The poor performance of
path_ignore_search() is understantable. Its job is to figure out if a file should be ignored or not. That means consulting patterns in
.ignore, etc. In addition, it must check for matching patterns in the file’s parent directores. Is
~/code/ag/tests/one_device.t.err ignored? The answer can depend on
.*ignore files in
~/code/, and even the user’s global ignore patterns. Ag must do all of this for every file it comes across. To get some idea of the complexity and magnitude of these operations, try searching with
--debug. Most of Ag’s output will be related to ignores.
Correctly ignoring files is difficult; doing it efficiently is even trickier. If
*.tar is in
~/.gitignore, Ag must run
fnmatch("*.tar", ...) on every file it encounters. The number of calls to
fnmatch() are doubled with two regexes in the root ignore, tripled for three, and so on. Algorithmically speaking, this is O(n * m), where n is the number of ignore patterns and m is the number of files. With so many patterns and files, it’s amazing Ag is fast at all.
I’ve known about this bottleneck for a while, and tried to ameliorate it with some basic optimizations. Patterns without regex characters (
?, etc) are stored in sorted arrays. These can be binary searched, giving O(log(n) * m) performance. Unfortunately, many patterns are regexes. For those, there’s simply no way to avoid the inefficient calls to
Until a few weeks ago, that’s where I was stuck. When it came to making regex patterns faster, I had no promising ideas. Then I realized: many regex patterns are for file extensions. Typically, people just want to ignore
*.zip. If I special-cased these patterns, I could reduce calls to
fnmatch(). Even better, I could reuse a trick and store them in sorted arrays for efficient searching.
Behold. There are a few other minor tweaks in that pull request, but I went back and made a version of Ag without extension optimizations so that this post’s benchmarks and profiling data wouldn’t be misleading. There’s also a dumb bug on line 381 of
ignore.c, but I’ve since fixed it.
Searching the same data as before, profiling confirms the speedup in
133 milliseconds, over 5x faster! Impressive, but how much does it improve overall performance? Here’s a run of the unoptimized version on my laptop. Again, my
~/code/ directory is 6.7GB and Ag searches 0.76GB of it.

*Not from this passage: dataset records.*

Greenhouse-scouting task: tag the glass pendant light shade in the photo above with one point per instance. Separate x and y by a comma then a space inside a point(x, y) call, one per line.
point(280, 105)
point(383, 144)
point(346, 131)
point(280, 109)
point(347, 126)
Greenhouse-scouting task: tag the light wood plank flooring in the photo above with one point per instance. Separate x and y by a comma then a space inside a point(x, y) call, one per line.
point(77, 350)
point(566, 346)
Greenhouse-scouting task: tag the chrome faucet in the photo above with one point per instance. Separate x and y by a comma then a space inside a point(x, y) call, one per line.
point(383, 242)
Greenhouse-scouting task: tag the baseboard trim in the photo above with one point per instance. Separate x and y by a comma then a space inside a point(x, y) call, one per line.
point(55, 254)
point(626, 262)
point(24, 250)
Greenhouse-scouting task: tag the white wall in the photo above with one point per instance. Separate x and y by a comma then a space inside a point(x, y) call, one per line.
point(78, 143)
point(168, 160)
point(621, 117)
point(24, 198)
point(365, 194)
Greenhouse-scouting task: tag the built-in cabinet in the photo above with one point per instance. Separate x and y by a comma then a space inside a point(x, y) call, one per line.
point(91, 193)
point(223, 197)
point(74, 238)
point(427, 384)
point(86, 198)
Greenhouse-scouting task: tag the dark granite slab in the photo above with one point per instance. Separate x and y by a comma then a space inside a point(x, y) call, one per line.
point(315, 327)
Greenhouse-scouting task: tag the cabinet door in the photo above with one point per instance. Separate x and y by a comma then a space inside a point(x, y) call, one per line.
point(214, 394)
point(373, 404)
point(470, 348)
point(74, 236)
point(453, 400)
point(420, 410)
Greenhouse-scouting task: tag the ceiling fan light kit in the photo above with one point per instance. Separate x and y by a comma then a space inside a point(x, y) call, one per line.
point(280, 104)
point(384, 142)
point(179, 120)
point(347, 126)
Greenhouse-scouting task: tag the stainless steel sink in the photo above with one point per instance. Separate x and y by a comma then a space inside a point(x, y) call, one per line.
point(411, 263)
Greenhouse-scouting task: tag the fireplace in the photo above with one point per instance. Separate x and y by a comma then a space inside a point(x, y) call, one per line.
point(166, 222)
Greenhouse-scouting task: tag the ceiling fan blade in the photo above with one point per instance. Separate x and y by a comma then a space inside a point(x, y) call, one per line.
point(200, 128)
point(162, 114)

1.86 seconds. Now with extension-detection:
1.48 seconds. A 25% improvement. Not bad. The guess about knock-on effects was correct.
Overall, I’m pleased with this optimization. It doesn’t add much complexity, but it improves performance significantly. If you’re ever in a similar situation (stumped trying to optimize some code), remember that you don’t have to speedup every possible input with a single algorithm. Sometimes, the only thing you can do is handle a plurality of inputs with a special case algorithm. It’s not as good as the ideal, but it’s better than nothing.
Thanks to Bjorn Tipling for proofreading this post.
- In case you doubt my methodology: I’m not cherry-picking these results. They’re medians of 5 runs. Variance was < 0.05 seconds.